Women's Stories: The Senator's Wife (eBook edition) and Mermaids in The Basement (eBook edition).
When it comes to books my daughter is a serial monogamist; she reads one book at a time from start to finish. I on the other hand am a literary polygamist; in any given week I am in the process of reading four or five books.
Last weeks it went like this
- The Senator's Wife by Sue Miller
- Mermaid in the Basement by Michele Lee West
- Musicophilia by Oliver Sacks
- The Girl Who Walked Home Alone by Charlotte Chandler
- The Art of Big Talk by Debra Fine.
By the end of the week I had finished The Senator's Wife and Mermaids in the Basement.
Both are fiction. Both are written by well known authors. Both feature two generations of women and their contrasting lives. Both were told from alternating points of view. Both portray the intimate details of marriage and betrayal.
And yet, they could not be more different!
The Senator's Wife is beautifully written, the language rich, the characters complex, the plot compelling.

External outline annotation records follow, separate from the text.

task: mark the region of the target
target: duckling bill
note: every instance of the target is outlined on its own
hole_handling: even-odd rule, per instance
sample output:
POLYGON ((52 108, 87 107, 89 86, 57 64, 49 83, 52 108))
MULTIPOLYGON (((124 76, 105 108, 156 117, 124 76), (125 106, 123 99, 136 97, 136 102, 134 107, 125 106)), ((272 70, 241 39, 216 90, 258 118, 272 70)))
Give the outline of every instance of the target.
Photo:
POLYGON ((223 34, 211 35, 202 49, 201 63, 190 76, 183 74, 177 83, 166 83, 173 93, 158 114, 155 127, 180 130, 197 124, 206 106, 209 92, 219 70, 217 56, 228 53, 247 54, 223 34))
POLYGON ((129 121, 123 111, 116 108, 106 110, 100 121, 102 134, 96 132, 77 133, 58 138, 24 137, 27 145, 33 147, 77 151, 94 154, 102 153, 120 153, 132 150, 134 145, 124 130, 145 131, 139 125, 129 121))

Sue Miller takes us deep into the private lives of women with this mesmerizing portrait of two marriages exposed in all their shame and imperfection, and in their obdurate, unyielding love.
This is a book I wanted to love. In the end I couldn't make myself do it. No matter how hard I tried, I did not love this book.
It was very slow going. OK, I recognize that this is wonderful writing; an intricate character study of two morally ambiguous characters. The problem is that no matter how much I tried, I couldn't like these women or particularly identify with either of them or their choices. And they weren't so strange or interesting that I ended up (even grudgingly) fascinated by them. And worse, the denouement left me cold -- it seemed both contrived and predictable.
And yet the book has stayed with me all week. I've rolled it around in my brain, examined it and analyzed it. My final answer? It was ultimately unsatisfying.
Mermaids in the Basement was a quick read that pulled me in from the first sentence and never let go. Nothing heavy about this. But the characters are rich and complex and downright intriguing.
Ripe with Southern charm and sultry atmosphere, West's diverting and funny latest unravels the tangled gossamer web of an eccentric extended Southern family.
These women are certainly morally ambiguous. But guess what? They are likeable and their choices make oddball sense. I didn't necessarily identify (it is hard to be less of a "southern belle" than I am) but these women are real characters who grabbed my emotions as well as my brain.
It hasn't really stayed with me in the same way as The Senator's Wife. I haven't spent any time analyzing it. And yet it left me feeling warm and satisfied.